Chapter I

advertisement
BAB I
PENDAHULUAN
1.1 Latar Belakang
Bahan Tambahan Makanan (BTM) atau sering disebut Bahan Tambahan
Pangan (BTP) adalah bahan yang ditambahkan ke dalam makanan untuk
mempengaruhi sifat ataupun bentuk makanan. Salah satu BTM adalah nitrit yang
dipakai sebagai zat pengawet dalam pengolahan daging (Yuliarti, 2007).
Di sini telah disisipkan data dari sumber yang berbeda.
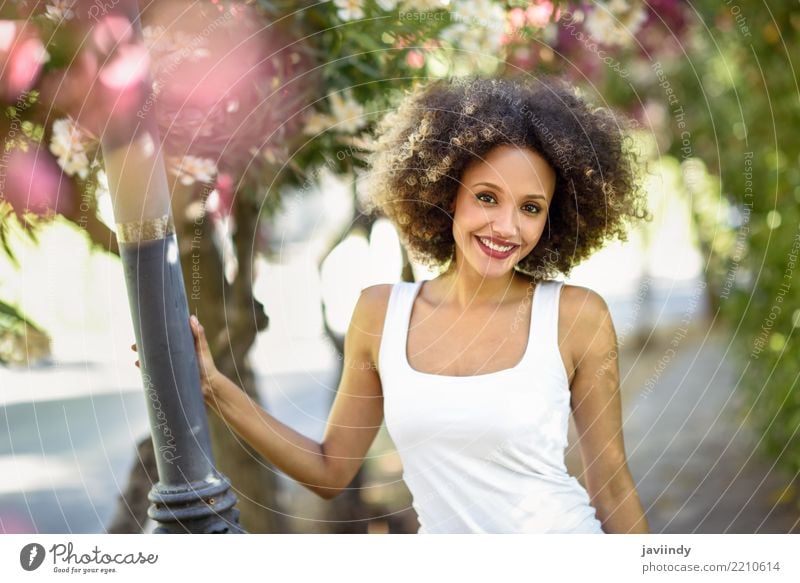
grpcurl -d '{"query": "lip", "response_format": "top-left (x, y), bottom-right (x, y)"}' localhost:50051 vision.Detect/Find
top-left (475, 235), bottom-right (519, 259)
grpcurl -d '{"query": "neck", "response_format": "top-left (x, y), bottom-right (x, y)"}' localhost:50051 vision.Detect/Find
top-left (441, 260), bottom-right (523, 310)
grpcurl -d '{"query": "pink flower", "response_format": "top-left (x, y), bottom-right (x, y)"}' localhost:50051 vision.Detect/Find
top-left (0, 20), bottom-right (48, 102)
top-left (0, 148), bottom-right (74, 216)
top-left (508, 8), bottom-right (525, 30)
top-left (525, 0), bottom-right (553, 28)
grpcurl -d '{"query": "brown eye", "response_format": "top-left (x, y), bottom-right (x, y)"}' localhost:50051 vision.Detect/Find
top-left (522, 204), bottom-right (540, 214)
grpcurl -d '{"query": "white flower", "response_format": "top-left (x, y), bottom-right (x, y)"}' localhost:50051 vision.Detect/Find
top-left (585, 0), bottom-right (647, 46)
top-left (50, 118), bottom-right (91, 179)
top-left (333, 0), bottom-right (364, 20)
top-left (329, 91), bottom-right (367, 134)
top-left (45, 0), bottom-right (75, 22)
top-left (441, 0), bottom-right (506, 54)
top-left (303, 112), bottom-right (334, 136)
top-left (168, 156), bottom-right (217, 186)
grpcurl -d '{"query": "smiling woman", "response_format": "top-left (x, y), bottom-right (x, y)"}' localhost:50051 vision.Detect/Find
top-left (364, 78), bottom-right (646, 279)
top-left (161, 75), bottom-right (648, 533)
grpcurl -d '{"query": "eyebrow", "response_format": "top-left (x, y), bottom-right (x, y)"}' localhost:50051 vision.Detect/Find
top-left (472, 182), bottom-right (547, 202)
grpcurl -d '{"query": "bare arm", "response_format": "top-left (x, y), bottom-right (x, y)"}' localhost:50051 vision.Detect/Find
top-left (182, 286), bottom-right (391, 499)
top-left (562, 286), bottom-right (649, 533)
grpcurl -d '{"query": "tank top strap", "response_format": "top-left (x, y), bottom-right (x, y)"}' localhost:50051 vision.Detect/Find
top-left (529, 279), bottom-right (566, 384)
top-left (378, 281), bottom-right (422, 372)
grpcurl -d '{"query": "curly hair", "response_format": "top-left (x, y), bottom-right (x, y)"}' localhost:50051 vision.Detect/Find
top-left (363, 77), bottom-right (651, 280)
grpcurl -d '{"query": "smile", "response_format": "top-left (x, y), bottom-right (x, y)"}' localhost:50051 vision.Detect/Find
top-left (475, 236), bottom-right (519, 259)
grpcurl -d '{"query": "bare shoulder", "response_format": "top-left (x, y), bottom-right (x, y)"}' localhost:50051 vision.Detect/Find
top-left (348, 283), bottom-right (394, 361)
top-left (559, 284), bottom-right (610, 327)
top-left (558, 284), bottom-right (616, 385)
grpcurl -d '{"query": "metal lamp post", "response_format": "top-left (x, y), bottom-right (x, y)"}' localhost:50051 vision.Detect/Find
top-left (88, 0), bottom-right (243, 533)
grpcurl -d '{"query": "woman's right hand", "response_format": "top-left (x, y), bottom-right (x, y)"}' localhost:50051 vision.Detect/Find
top-left (131, 315), bottom-right (219, 401)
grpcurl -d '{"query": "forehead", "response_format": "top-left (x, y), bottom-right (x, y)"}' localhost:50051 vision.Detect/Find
top-left (462, 145), bottom-right (556, 200)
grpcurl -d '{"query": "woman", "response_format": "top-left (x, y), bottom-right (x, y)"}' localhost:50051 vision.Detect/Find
top-left (136, 79), bottom-right (648, 533)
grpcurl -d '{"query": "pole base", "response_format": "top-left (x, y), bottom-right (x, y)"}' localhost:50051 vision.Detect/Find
top-left (147, 475), bottom-right (245, 534)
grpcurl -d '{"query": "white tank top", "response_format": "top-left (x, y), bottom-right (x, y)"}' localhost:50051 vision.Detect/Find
top-left (378, 280), bottom-right (603, 534)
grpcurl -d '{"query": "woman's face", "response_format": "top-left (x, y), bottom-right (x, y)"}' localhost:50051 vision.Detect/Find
top-left (452, 145), bottom-right (556, 278)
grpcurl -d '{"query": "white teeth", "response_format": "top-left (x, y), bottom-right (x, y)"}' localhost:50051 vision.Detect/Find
top-left (480, 237), bottom-right (514, 253)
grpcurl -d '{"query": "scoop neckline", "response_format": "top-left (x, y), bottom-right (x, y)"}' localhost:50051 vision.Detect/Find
top-left (402, 280), bottom-right (544, 380)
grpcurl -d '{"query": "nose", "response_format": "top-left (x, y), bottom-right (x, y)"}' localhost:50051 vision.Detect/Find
top-left (491, 205), bottom-right (519, 241)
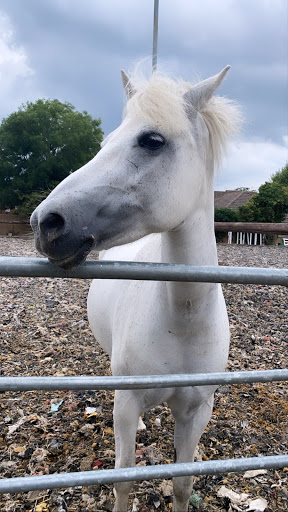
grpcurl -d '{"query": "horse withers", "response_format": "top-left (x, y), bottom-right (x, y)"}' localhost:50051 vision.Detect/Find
top-left (31, 66), bottom-right (240, 512)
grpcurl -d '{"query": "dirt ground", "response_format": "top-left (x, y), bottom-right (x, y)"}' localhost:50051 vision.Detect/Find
top-left (0, 237), bottom-right (288, 512)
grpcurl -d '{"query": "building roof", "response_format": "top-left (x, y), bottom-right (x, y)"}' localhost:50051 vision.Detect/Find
top-left (214, 190), bottom-right (256, 210)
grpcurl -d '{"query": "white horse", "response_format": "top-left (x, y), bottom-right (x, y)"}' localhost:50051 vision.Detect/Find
top-left (31, 66), bottom-right (240, 512)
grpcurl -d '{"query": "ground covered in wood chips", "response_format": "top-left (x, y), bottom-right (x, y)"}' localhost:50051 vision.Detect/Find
top-left (0, 238), bottom-right (288, 512)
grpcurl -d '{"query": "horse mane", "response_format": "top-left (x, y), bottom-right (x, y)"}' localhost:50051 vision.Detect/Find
top-left (124, 72), bottom-right (242, 166)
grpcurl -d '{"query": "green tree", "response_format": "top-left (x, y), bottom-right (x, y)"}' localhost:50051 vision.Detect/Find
top-left (0, 99), bottom-right (103, 214)
top-left (238, 164), bottom-right (288, 222)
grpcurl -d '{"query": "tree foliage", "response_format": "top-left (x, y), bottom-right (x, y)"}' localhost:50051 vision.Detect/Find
top-left (238, 164), bottom-right (288, 222)
top-left (0, 99), bottom-right (103, 214)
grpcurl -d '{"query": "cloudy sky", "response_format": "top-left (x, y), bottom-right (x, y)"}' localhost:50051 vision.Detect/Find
top-left (0, 0), bottom-right (288, 190)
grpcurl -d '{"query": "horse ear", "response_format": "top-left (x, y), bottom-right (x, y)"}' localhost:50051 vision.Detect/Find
top-left (184, 66), bottom-right (230, 111)
top-left (121, 69), bottom-right (136, 100)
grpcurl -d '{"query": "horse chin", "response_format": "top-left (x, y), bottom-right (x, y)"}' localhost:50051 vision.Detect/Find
top-left (48, 236), bottom-right (94, 270)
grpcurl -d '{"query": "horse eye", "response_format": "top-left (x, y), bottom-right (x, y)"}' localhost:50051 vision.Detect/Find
top-left (138, 132), bottom-right (165, 150)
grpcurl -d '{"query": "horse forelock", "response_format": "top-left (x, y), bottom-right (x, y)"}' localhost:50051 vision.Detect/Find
top-left (125, 73), bottom-right (242, 165)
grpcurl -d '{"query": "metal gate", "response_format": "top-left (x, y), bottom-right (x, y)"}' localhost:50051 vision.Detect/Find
top-left (0, 257), bottom-right (288, 493)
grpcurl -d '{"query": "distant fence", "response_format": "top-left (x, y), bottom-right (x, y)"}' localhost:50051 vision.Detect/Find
top-left (0, 220), bottom-right (288, 240)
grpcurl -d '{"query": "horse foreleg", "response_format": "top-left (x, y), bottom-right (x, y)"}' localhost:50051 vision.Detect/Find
top-left (171, 396), bottom-right (213, 512)
top-left (113, 390), bottom-right (140, 512)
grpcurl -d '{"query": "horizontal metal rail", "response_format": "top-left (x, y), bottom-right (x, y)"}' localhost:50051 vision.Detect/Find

Seiring berkembangnya industri makanan maka banyak pula produk
daging yang diproduksi, dijual, dan dikonsumsi dalam bentuk yang lebih awet,
menarik dan lebih praktis dibandingkan produk segarnya seperti sosis, kornet
daging sapi dan burger. Agar produk tahan lama, maka pada tahap pembuatannya
sering ditambahkan nitrat atau nitrit dalam bentuk garamnya.
Nitrit ditambahkan dengan tujuan untuk mengembangkan warna daging
menjadi lebih cerah, mempercepat proses curing, antimikrobial yang mempunyai
pengaruh bakteriostatik, sebagai agensia yang mampu memperbaiki flavor dan
antioksidan (Soeparno, 1994). Nitrit merupakan antioksidan yang efektif
menghambat pembentukan WOF (Warmed-Over Flavor) pada produk daging
yang dimasak (Raharjo, 2006).
Saat ini masyarakat lebih menyukai makanan siap saji seperti sosis dan
daging burger. Mengingat perubahan pola konsumsi makan masyarakat dan
adanya kemungkinan penggunaan nitrit yang melebihi batas penggunaan dapat
menimbulkan efek toksik. Dosis nitrit yang lebih dari 15-20 mg/kg BB bisa
menyebabkan kematian (Soeparno, 1994). Penggunaan nitrit perlu dibatasi karena
nitrit dapat bereaksi dengan amin-amin sekunder dan tersier membentuk
nitrosamin. Reaksi pembentukan nitrosamin dapat terjadi dalam makanan dan
dalam suasana asam lambung (Lawrie, 2003).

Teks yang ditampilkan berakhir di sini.